Bij deze auteurs wil ik mij graag aansluiten. Patiënten met milde hypertensie zijn geen homogene groep. Zij vertegenwoordigen verschillende graden van verschillende risicofactoren. Een individuele keuze van het geneesmiddel is hiervoor de aangegeven weg. Voor het primaat van diuretica is in deze benadering geen plaats meer.

A. van der Kuy
Literatuur
  1. Wikstrand J, Warnold I, Olsson G, Tuomiletho J, Elmfeldt D, Berglund G. Primary prevention with metoprolol in patients with hypertension. Mortality results from the MAPHY study. JAMA 1988; 259: 1976-82.

  2. Lubsen J. Comments: Primary prevention with metoprolol in patients with hypertension. Astra cardiovascular literature. August 1988.

  3. Khair GZ, Kochar NS. Mild hypertension, diuretics and cardiac arrhythmias. Consensus amid controversy? Am Heart J 1988; 116: 216-9.

C.J.
Doorenbos

Leiden, januari 1989,

Vanzelfsprekend moet antihypertensieve behandeling aangepast worden aan de individuele patiënt.1 In ons artikel werden enkele bezwaren tegen diuretica gerelativeerd. Bètablokkers vielen buiten dit kader, maar er kan geen twijfel over bestaan dat ze goede antihypertensiva zijn, met hun specifieke voor- en nadelen. Dat bètablokkers in het algemeen de voorkeur zouden verdienen boven diuretica is onzes inziens geen uitgemaakte zaak. In de MAPHY-trial waren de totale en de cardiovasculaire sterfte weliswaar lager tijdens behandeling met metoprolol dan met diuretica, maar een voordeel van bètablokkers ten opzichte van diuretica werd niet gevonden in de MRC-trial,3 de IPPPSHtrial4 en de HAPPHY-trial.5 Over de reden van deze discrepantie kan men slechts speculeren. Als bij een patiënt geen speciale indicaties of contra-indicaties bestaan voor een bepaald middel, zijn de kosten van groot belang en zijn diuretica niet te verslaan. Dit betekent, dat diuretica voor vele, zo niet de meeste, patiënten nog steeds de voorkeur verdienen bij de behandeling van essentiële hypertensie.

C.J. Doorenbos
P. van Brummelen
Literatuur
  1. Anonymus. The 1988 report of the Joint National Committee on detection, evaluation and treatment of high blood pressure. Arch Intern Med 1988; 148: 1023-38.
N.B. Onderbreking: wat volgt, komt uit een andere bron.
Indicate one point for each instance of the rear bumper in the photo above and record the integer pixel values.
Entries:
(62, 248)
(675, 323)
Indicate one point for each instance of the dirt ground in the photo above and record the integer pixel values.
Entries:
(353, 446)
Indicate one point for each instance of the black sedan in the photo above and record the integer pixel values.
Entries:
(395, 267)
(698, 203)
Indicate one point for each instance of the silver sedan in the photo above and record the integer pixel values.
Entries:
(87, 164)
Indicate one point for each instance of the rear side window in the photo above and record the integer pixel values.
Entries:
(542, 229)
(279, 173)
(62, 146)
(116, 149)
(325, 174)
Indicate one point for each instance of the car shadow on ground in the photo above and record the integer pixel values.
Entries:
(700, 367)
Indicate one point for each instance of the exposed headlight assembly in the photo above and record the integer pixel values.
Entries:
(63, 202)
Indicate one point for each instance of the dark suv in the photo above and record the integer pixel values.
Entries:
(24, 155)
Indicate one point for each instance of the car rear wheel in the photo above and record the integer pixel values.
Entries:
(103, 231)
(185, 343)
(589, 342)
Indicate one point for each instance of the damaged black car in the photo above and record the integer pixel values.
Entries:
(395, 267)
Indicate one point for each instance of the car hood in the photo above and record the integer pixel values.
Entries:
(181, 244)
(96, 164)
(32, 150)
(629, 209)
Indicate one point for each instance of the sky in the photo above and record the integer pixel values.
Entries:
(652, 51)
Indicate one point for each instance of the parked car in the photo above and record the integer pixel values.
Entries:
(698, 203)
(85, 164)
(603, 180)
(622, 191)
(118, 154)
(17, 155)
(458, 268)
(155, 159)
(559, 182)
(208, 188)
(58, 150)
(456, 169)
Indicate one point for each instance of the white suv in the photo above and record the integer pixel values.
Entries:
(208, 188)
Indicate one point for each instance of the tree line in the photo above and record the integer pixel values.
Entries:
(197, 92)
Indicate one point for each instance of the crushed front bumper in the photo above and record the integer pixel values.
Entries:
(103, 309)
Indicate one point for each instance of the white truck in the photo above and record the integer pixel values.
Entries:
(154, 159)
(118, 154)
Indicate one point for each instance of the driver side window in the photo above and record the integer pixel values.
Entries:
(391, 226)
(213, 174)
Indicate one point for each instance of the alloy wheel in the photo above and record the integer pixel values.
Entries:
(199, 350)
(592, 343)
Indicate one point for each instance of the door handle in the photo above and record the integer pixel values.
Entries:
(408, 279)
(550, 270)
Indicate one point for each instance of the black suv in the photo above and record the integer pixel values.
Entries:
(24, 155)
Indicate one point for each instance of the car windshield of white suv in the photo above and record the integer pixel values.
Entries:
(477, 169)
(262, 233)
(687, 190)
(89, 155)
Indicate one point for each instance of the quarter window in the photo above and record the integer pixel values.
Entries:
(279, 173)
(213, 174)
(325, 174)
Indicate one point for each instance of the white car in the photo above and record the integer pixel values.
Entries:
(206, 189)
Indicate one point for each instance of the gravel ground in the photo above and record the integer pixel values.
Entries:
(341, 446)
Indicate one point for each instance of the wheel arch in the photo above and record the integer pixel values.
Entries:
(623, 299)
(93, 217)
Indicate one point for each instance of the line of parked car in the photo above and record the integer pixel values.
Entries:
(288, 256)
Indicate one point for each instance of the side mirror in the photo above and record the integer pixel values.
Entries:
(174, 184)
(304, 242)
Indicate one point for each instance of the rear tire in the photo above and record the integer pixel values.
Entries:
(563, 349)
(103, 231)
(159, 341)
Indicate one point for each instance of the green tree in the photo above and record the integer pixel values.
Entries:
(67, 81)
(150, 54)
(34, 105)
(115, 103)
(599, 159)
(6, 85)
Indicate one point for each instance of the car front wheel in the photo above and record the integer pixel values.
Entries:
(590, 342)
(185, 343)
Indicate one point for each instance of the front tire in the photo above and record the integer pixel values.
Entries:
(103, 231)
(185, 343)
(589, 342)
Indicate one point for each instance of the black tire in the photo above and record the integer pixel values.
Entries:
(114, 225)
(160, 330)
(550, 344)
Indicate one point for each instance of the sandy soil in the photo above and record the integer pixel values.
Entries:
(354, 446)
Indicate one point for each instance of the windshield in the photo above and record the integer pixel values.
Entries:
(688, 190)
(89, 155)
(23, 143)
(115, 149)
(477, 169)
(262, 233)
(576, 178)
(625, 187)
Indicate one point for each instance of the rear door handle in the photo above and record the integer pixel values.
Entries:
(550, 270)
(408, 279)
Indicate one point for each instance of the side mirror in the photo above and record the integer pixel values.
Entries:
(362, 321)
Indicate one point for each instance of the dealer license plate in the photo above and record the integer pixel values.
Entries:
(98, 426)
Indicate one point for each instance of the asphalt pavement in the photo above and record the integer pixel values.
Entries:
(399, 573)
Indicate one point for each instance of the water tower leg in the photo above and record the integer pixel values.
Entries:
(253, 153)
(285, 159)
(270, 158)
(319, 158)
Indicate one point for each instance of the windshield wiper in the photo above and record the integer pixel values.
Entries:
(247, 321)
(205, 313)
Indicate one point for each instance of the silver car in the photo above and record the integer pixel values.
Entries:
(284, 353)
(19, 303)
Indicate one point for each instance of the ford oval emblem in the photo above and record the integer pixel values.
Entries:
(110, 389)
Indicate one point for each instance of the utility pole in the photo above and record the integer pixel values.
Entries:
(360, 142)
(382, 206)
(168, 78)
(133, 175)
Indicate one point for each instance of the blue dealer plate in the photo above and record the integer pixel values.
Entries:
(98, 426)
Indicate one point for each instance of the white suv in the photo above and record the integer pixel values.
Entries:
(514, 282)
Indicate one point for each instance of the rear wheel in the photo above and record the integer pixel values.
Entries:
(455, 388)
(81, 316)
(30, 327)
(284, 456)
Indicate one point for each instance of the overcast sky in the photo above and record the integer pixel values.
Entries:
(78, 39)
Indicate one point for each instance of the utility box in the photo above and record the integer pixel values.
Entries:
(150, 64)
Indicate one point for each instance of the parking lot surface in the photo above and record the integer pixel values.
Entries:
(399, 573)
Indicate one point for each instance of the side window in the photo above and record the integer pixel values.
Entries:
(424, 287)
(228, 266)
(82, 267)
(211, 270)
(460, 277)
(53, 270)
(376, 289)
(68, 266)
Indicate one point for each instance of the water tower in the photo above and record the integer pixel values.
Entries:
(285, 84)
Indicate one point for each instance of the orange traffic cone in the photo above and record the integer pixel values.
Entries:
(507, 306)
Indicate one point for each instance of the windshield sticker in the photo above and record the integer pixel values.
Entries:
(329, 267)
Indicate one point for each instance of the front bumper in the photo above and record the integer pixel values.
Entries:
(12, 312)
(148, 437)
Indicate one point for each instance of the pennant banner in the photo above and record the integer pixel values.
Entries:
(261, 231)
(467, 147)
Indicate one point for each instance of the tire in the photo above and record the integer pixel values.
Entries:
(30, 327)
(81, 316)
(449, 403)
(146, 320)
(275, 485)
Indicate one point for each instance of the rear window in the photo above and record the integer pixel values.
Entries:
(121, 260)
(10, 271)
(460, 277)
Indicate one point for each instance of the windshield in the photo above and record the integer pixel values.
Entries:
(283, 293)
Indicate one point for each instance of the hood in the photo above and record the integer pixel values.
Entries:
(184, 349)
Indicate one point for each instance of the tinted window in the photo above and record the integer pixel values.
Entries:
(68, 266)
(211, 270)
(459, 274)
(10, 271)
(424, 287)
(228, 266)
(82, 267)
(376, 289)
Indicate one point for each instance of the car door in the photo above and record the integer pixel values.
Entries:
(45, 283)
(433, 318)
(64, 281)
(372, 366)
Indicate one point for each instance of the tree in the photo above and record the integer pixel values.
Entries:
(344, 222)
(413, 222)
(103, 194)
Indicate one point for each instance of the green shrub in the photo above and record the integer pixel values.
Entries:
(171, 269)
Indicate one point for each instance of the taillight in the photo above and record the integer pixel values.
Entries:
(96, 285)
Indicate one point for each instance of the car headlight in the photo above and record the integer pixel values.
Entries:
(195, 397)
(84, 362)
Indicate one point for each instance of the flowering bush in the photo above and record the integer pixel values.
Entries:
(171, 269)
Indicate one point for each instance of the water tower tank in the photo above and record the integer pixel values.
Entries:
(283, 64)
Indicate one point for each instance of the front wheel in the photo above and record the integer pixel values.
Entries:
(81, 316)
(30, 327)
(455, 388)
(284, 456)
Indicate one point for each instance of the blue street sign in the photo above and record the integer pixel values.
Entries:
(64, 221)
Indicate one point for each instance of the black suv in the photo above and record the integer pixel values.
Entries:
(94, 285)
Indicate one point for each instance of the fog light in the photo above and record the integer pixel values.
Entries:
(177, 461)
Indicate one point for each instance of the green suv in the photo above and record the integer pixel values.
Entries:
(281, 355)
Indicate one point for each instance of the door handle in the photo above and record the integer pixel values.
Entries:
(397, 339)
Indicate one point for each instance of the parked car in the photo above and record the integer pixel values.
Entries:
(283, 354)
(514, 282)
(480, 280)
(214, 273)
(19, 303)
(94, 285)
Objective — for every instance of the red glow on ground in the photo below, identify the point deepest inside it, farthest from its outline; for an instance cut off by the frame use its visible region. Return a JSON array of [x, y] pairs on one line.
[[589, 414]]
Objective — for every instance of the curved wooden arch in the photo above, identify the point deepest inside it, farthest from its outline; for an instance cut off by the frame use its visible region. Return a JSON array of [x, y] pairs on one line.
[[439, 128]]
  2. Wikstrand J, Warnold I, Olsson G, Tuomilehto J, Elmfeldt D, Berglund G. Primary prevention with metoprolol in patients with hypertension. Mortality results from the MAPHY study. JAMA 1988; 259: 1976-82.

  3. Medical Research Council Working Party. MRC trial of treatment of mild hypertension: Principal results. Br Med J 1985; 291: 97-104.

  4. The IPPPSH collaborative group. Cardiovascular risk and risk factors in a randomized trial of treatment based on the beta blocker oxprenolol: the International Prospective Primary Prevention Study in Hypertension ((IPPPSH). J Hypertens 1985; 3: 379-92.

  5. Wilhemsen L, Berglund G, Elmfeldt D, et al. Beta-blockers versus diuretics in hypertensive men: Main results from the HAPPHY trial. J Hypertens 1987; 5: 561-72.